Yeah. He's a fantastic editor.
-Do you work as Rick's editor as well?
No. I more kind of watch his moods. I pull off to the side and watch him. After 22 years I've got a very strong sense of 'You shouldnt go there Rick.' For example, after the DVD, I said 'I won't let you do that again, You'll have to fight to do another DVD.'
Because it was such a strain on him. He's a perfectionist and when you've got something where people are telling you 'it's all possible'
it was such a really complex project. In my understanding the amount of complexity had never been done before. It wasn't like we were multi millionaires and we could pull in all these resources, and yet he managed to pull in all the resources. He'd call up All these manufacturers and say, 'Look your product's great but it actually doesn't do what you said it would do' and they'd say 'That's because it does it to the degree that most people want it; you're asking it to do more,' and he'd say 'No, I'm asking it to do what you said it would do. And it won't do it. Come and listen.' And eventually he convinced people. He got something like six months into that project and had to start again. I remember him phoning me up and saying 'It's all fucked. We've listened to it and then we mono'ed it and we found a fault in the desk and it's not something they would normally pick up on a normal album, it's just it's to this degree.' It nearly killed him. We had to finance it ourselves in the beginning because nobody believed in it. And then, consequently, it went on to be the fastest selling thing we've done and the quickest thing to go into profit - and started picking up awards. And then after that it was vindicated and he could smile!

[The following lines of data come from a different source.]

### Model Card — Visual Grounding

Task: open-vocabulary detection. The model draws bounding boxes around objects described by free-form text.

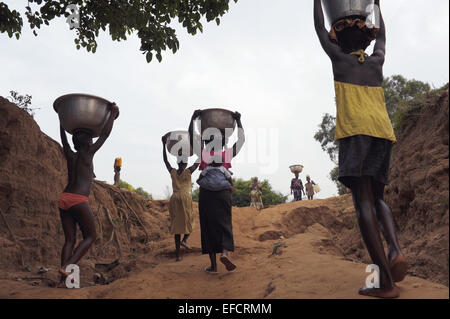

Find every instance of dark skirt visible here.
[339,135,392,188]
[198,187,234,254]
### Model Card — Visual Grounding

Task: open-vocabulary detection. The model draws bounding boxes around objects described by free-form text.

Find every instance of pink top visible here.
[199,148,233,170]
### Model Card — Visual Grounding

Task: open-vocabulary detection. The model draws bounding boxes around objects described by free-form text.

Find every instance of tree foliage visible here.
[383,75,431,119]
[0,0,237,62]
[314,113,338,163]
[192,178,287,207]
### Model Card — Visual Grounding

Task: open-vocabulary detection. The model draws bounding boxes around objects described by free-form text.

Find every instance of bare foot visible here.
[204,266,218,275]
[181,241,192,250]
[358,286,400,299]
[220,255,236,271]
[390,254,408,282]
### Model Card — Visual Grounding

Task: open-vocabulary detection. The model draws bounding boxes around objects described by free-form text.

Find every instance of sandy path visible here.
[0,199,449,299]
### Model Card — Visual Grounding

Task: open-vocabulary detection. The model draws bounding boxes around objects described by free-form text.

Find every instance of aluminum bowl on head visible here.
[165,131,193,157]
[289,164,303,174]
[323,0,375,25]
[53,93,116,137]
[200,108,236,134]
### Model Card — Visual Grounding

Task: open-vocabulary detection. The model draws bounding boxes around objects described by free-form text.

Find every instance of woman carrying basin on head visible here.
[162,133,199,261]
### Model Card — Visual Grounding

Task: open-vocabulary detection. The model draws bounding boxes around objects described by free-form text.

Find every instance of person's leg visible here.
[220,249,236,271]
[59,208,77,277]
[205,253,217,273]
[175,234,181,261]
[64,203,97,266]
[181,234,192,250]
[373,181,408,282]
[351,176,399,298]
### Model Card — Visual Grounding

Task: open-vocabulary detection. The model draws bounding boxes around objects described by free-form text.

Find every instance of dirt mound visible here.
[332,88,449,286]
[386,88,449,286]
[0,93,448,298]
[0,97,169,286]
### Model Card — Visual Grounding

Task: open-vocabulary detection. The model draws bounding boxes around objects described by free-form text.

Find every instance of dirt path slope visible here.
[0,198,449,299]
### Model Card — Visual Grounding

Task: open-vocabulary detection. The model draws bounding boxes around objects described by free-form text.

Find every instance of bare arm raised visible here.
[314,0,342,60]
[233,112,245,157]
[161,135,173,173]
[89,103,119,154]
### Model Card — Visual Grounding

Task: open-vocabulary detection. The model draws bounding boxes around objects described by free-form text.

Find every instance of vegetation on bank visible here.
[314,75,442,195]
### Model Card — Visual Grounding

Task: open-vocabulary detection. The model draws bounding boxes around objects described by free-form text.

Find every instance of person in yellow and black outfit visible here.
[314,0,408,298]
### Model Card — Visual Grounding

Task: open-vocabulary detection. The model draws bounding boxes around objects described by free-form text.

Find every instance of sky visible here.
[0,0,449,199]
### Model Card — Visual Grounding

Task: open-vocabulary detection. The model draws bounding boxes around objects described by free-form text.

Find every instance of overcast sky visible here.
[0,0,449,198]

-I've only seen the barest of interviews about the new album, but what I read was that it was a very relaxed atmosphere. Did you work with what you already had?
No! Smith never does that! Jesus. He'll do something fundamental like . . . this time, he changed the desk. He went from a Solid State desk to a Valve desk. And then he changed the monitoring. We work in a very funky environment so that's got its own problems, all these fundamental things changed, and we're 3/4 of the way through the album, and he's wondering why, when he A-Bs things they sound like they do. And I say 'I can't put this into technical terms, but you changed your favorite instruments. You changed your speaker and your desk and they sound fantastic, but they're going to take a while to get adjusted to. Don't kill yourself, this is to be expected.' He'll do it fro the next one. For the next one, we're moving buildings
-You find plenty to occupy yourself while he's doing the minutia? I know you're very heavily involved, but I always get the feeling that Rick doesn't need to see daylight.
He loves to see daylight, but he's very conscientious, and there's an awful lot of work that needs to be done to produce something that is the way all our albums are. He'll come back in at night whereas I'll do 9-6 and then my brain needs changing. But he'll come back in at 10 o'clock and work through till 3 in the morning.
-Looking at the bio, it says that this is your 'first time' as a duo. I guess then that you went straight from the old Underworld the one that was on Sire to bringing Darren in. There was never a time where you recorded as a duo prior to bringing him in?
There certainly was a point where we cut loose, after that Eurythmics tour where Sire dropped us. I stayed out in California and worked on (former Berlin singer) Terri Nunn's album (Moment Of Truth), and Rick came back to England. There was never a sense that the band was over, but there was a sense of 'let's see what happens.' For Rick at that point, that as enough, I think he'd had the idea all along that groove was what he was into, this was what he wanted to do, so he was going to come back to the UK and do that. And to do that, he needed to work with somebody who understood the dance scene. So he came back and started asking around for Darren.